There's no dearth of fine Orfeo recordings on the market: Gardiner's (Archiv) is thrilling in a big, dramatic way, with a large-ish chorus; Pickett's (L'Oiseau-Lyre) uses a peculiar but interestingly grand and sharp-edged brass complement. As far as instrumental and choral forces are concerned, this new performance strikes me as ideal: the chorus is 14 strong, and there are eight brass players and 18 other instrumentalists. So the celebratory shepherds in Act 1 sound like real pals of the happy couple's--and they're having a grand old time. The instruments make a glorious noise in the final Moresca, and they're properly ceremonial and spooky in the odd fanfare music at the start of Act 3. Furthermore, the voice/instrument balance is just right, with the violin lines clear and effective, noticeably commenting on and joining in the action, with the brass adding brilliance when it should. Nothing sounds bloated or undernourished and the drama plays out naturally.
Harpsichordist-turned-conductor Emmanuelle Haïm's leadership is quick and dramatic. From Musica's opening moments in the Prologue--gloriously sung by Natalie Dessay--we note the use of expressive embellishments. They're not as florid throughout the rest of the opera, but Musica (correctly) sets the tone. The pastoral scenes have a lovely clarity and carefree quality, and the dances are truly energetic and joyous. And this honesty and directness is a delight throughout.
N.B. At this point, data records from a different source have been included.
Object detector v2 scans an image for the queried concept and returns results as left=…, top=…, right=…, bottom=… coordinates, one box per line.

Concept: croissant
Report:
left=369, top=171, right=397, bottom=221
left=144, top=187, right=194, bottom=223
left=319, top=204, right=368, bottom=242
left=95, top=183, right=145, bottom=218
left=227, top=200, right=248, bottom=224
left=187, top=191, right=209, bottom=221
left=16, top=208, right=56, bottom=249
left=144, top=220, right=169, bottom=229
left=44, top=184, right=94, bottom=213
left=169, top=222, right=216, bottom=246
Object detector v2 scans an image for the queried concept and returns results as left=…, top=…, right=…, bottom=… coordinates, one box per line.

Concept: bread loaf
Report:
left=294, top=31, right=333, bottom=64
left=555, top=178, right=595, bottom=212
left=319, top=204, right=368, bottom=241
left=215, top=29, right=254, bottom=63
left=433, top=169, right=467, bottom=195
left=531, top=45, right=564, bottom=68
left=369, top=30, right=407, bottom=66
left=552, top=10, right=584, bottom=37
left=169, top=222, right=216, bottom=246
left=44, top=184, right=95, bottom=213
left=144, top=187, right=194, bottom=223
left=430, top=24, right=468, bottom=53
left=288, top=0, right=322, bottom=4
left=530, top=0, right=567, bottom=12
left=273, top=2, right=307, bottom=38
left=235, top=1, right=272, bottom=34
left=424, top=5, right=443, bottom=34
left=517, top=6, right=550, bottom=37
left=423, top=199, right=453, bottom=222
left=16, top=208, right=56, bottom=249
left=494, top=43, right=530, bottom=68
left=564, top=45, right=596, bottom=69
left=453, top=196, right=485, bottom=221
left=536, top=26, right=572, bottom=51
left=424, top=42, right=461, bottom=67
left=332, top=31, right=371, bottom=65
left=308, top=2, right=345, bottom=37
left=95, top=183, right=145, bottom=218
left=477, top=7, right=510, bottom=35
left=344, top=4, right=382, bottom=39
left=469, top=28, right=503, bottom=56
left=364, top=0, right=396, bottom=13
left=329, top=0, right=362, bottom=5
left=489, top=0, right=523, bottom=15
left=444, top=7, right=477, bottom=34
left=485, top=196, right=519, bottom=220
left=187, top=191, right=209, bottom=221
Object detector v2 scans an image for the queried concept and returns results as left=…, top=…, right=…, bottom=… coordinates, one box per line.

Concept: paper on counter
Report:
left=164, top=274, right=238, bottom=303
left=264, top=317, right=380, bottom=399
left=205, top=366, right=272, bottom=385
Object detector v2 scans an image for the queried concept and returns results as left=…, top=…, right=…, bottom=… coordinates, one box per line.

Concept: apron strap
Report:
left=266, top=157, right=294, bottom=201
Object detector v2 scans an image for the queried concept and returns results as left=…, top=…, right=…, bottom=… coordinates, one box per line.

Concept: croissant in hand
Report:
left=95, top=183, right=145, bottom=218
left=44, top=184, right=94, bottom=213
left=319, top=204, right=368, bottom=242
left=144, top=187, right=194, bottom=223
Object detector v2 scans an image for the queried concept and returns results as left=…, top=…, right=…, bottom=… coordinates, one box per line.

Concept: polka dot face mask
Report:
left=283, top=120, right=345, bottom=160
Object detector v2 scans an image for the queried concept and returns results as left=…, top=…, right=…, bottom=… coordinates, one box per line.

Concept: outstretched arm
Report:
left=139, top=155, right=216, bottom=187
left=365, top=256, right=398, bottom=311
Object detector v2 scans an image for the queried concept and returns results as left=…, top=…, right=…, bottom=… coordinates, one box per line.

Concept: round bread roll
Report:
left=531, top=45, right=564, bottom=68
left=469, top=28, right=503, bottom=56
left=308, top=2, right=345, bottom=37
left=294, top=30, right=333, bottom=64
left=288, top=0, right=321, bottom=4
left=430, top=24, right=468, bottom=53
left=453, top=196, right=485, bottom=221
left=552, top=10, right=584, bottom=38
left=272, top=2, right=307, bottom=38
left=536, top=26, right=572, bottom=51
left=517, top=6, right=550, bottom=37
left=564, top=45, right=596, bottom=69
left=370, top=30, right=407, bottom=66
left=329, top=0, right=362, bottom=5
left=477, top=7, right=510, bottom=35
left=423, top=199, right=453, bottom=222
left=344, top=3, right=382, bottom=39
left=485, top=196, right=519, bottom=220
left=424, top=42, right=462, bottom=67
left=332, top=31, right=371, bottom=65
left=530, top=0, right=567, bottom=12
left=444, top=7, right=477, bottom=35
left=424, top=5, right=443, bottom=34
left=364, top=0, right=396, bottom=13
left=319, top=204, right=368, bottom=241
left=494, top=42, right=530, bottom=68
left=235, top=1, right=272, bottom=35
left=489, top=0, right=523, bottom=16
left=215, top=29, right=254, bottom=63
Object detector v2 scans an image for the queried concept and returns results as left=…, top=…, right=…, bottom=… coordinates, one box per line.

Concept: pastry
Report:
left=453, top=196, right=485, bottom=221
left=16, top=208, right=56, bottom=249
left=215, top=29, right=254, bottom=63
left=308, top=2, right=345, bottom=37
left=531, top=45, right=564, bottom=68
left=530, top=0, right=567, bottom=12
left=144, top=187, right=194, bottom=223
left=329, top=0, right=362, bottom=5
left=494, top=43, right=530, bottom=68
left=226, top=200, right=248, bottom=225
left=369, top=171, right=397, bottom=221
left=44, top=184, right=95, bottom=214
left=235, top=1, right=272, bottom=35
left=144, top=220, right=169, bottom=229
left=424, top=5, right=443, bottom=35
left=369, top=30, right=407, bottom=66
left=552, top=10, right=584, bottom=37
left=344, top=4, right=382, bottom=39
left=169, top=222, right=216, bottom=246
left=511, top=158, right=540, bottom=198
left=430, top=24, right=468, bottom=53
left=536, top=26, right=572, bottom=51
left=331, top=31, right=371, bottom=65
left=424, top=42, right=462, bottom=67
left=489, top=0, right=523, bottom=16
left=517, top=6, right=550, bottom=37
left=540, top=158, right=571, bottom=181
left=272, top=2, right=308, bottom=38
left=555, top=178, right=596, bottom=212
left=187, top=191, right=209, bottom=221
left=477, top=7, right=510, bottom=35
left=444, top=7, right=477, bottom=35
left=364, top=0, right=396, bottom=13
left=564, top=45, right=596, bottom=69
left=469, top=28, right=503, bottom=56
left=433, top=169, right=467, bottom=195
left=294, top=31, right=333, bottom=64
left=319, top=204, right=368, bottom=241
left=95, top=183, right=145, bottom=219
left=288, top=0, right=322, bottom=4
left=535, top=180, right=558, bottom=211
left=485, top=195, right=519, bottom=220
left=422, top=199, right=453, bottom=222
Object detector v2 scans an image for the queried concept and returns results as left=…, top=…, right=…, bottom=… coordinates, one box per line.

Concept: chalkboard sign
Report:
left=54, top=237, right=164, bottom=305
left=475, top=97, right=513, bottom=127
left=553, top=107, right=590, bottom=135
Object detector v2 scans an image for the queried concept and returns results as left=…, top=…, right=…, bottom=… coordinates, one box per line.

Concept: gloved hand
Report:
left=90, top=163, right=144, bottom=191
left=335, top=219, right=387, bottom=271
Ian Bostridge's Orfeo is not as "early music" sounding as many; he uses vibrato, and sometimes his intensity, particularly in his grieving scenes, creates sounds that are not beautiful. But with his spontaneity--characteristic of the whole set--he's a flesh-and-blood Orfeo, almost unique among the competition. His huge third-act scene goes splendidly, complete with precise divisions and that remarkable "goat trill" Monteverdi asks for. Alice Coote's Messenger is similarly biggish-voiced, and her unhappy task is very moving. (Catherine Bott, for Pickett, remains the one by which Messengers should be judged--hushed, almost paralyzingly slow and sad.) Patrizia Ciofi, with little to do as Eurydice, is lovely, while Sonia Prina's Speranza is a ray of light. The Prosperina and Plutone of Veronique Gens and Lorenzo Regazzo make them seem like a real couple. Christopher Maltman makes hash of Apollo's florid music near the opera's close, but then he settles in authoritatively as he and Orfeo ascend.
The instrumentalists are superb, playing without some of the rasp (in the brass) that can be both colorful and irritating on other recordings. Haïm uses concert pitch A=465, which is about a half-tone higher than we're used to: Could this add to the urgency of this reading? While it tends to lighten the lower-voiced parts, it does add sheen to the higher ones. In short, this set is a treasure, giving us an Orfeo that seems anything but a museum piece.